If you wish to ask a question, please dial pound key five on your telephone keypad to enter the queue. If you wish to withdraw your question, please dial pound key six on your telephone keypad. The next question comes from Agnieszka Wajlela from Nordia. Please go ahead.
Perfect, thank you. Krister, you said that your sales in the coming quarters will reflect more the orders that you take in the quarter, so more kind of in and out orders. However, in Q4 you actually built some 100 million SEK in backlog. So my question is, when will this backlog be delivered? Will it be already in Q1? And based on that, should we expect higher sequential sales in Q1?
I think it will be split in both the Q1 and Q2 because some of it was also like a pre-ordering effect, like they're ordering for further on the year. but there was a smaller amount. So yes, it's a backlog we're having or book to bill, positive book to bill ratio that we're having there. So yes, some of it will come in Q1 and some of it will come in Q2.
And then any color on sequential sales development, would you venture that?
The sales development, we believe that it will be We see positive signals, and we believe there will be small increases hopefully every quarter for 2024. Where we made estimates or guessing was that we hopefully could start seeing some bigger growth in the second half of the year earliest. But I think Q1 and Q2 will not be any dramatic increases.
All right, perfect. And maybe if you could quantify the order you got from the French rental company and also the DAC order, how much was it? Just the ballpark number.

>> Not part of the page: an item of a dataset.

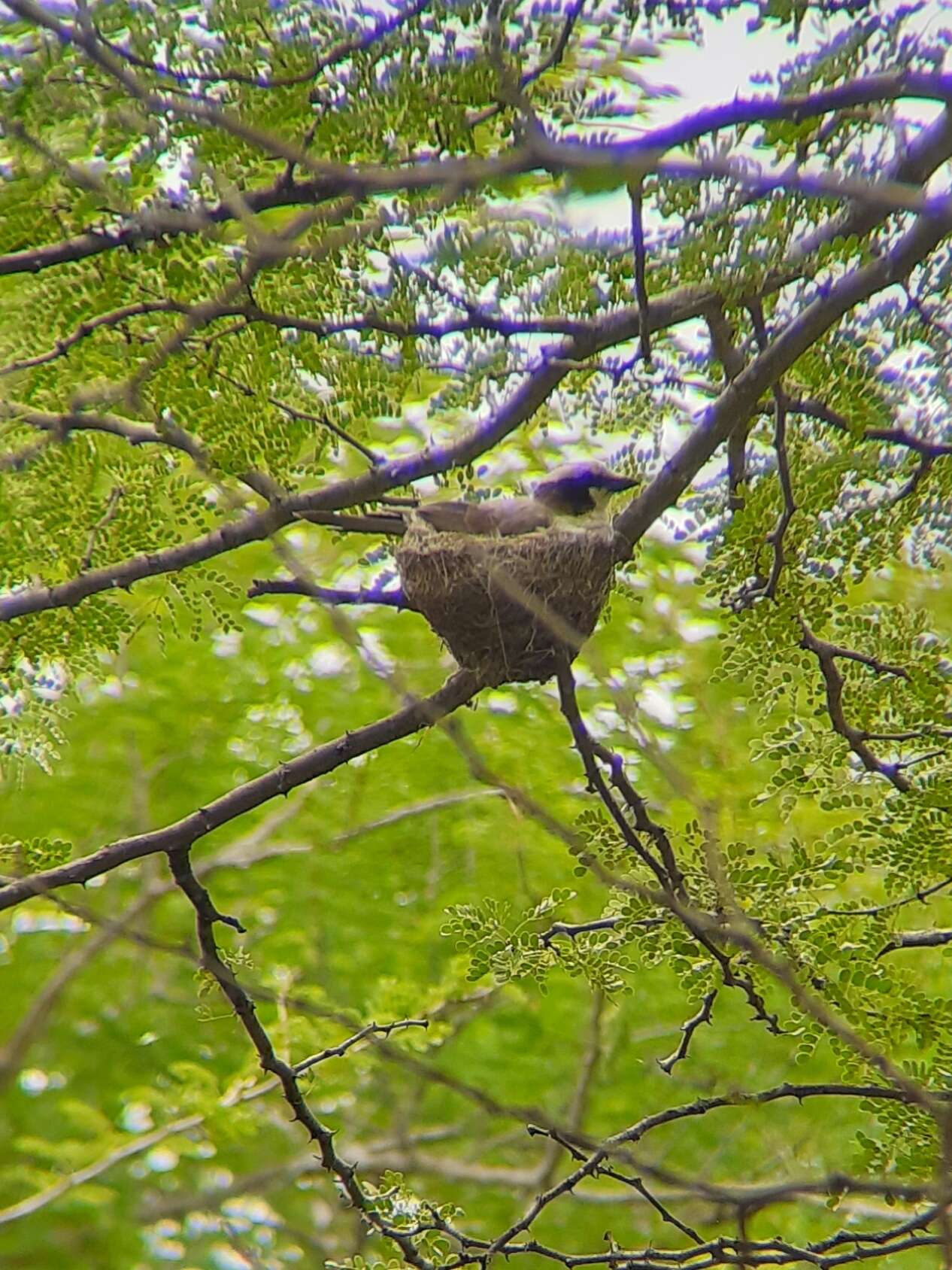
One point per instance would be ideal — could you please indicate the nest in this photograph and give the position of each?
(508, 609)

No, I don't remember. We have made a press release on the DAC. I think we was that 12, 13 million SEK. Something like that. And the French order was a little bit bigger than that.
Perfect, thank you. And just to give us, if you can give us the status on the implementation of the ERP system, what's left and would you expect further production disruptions due to that?
So far it's implemented in the production company in Sweden and in one sales company and we have had disruptions in the production companies absolutely but it's we get we're getting signals on it started looking better and better every every week more or less and we think with the capacity we have now we are prepared for an increase of getting more order intake and be able to deliver it out fast we will have short lead times It's if it's still some parts that are missing or anything like that. But right now the feeling is getting better and better regarding system. Still, the biggest problem is that we need to have a little bit more people because we have changed some processes before people are getting used to that. We will have the need for more people.
For more kind of cost headwind rather than sales headwind from now on.
Yeah.
Okay and then if we can discuss costs. I noticed that the number of your employees came down in Q4. Was it mainly in production?
Yeah it's mainly production. We've been having a lot of people on short term employed and we have been ending a lot of people during during the year in that way. And also some people have moved into other industries like the defense industry and so on have been popular for people to go to. So we have a more natural way of getting, letting people go. And right now for be able to do all the things that we need to do with the ERP system and so on, and also keep implementing it in Poland. We need the people that we have right now.
And then in general, how should we think about your other operating costs like SG&As and R&D in 2024? Do you plan to have them flat or expand them or do you expect any cuts in this kind of costs?
We're still behind on a lot of tools and stuff. The focus have been on the EC3 and DC3. So we still wanted to get more tools out during 2024. So that's something we will keep on working on. I don't think there will be that high cost as it's been with the EC3 and DC3. Now we are more or less ready for the serial production and starting with the one size on the EC3 and the DC3 is then more or less fully developed in that way. So it will be some cost then for the different sizes for the EC3 but also bigger focus on tools for the coming years. So I would guess to go down a little bit.
Going down a little bit, okay. And pricing, how does it hold?
We made a smaller price increase this year so we don't see any need for change during the year so far. Of course we've seen the fluctuations in the currencies and so on that of course affecting us. But we haven't made any bigger changes or planning any changes on that right now. Then it would be a normal price increase, I guess, depending on the inflation and so on for upcoming years.
All right. And then my last question, really. Do you think it's a fair assumption that your EBIT margin in Q4 was a kind of bottom? Obviously, we don't know about the markets, but it looks like sales might be stabilizing, redrawing a bit, pricing is not a problem, and maybe some costs are coming down. So do you think it's a fair assumption to think that margin should improve sequentially from here?
Yes. I mean, we are not sure. pleased with 6%. Our goal is definitely to be higher up. And I think we did a lot to ourselves by moving in North America our stock from one logistic hub to another logistic hub. And we also implemented the ERP system in the Swedish production company that is the biggest So we managed to destroy a lot for ourselves. So it's not only the market that are disturbing. It's also that we did this to ourselves. So in that way, we have the chance to increase our e-habit margin in a good way for coming quarters.
Perfect. Thank you.
As a reminder, if you wish to ask a question, please dial pound key five on your telephone keypad. There are no more questions at this time. So I hand the conference back to the speakers for any closing comments.
Okay. Thank you, everyone, for a good question. And if you have any further questions, please don't hesitate to reach out to any of us. We are more than happy to help you. Thank you again for listening in today, and we hope to see you all soon again. Thank you very much.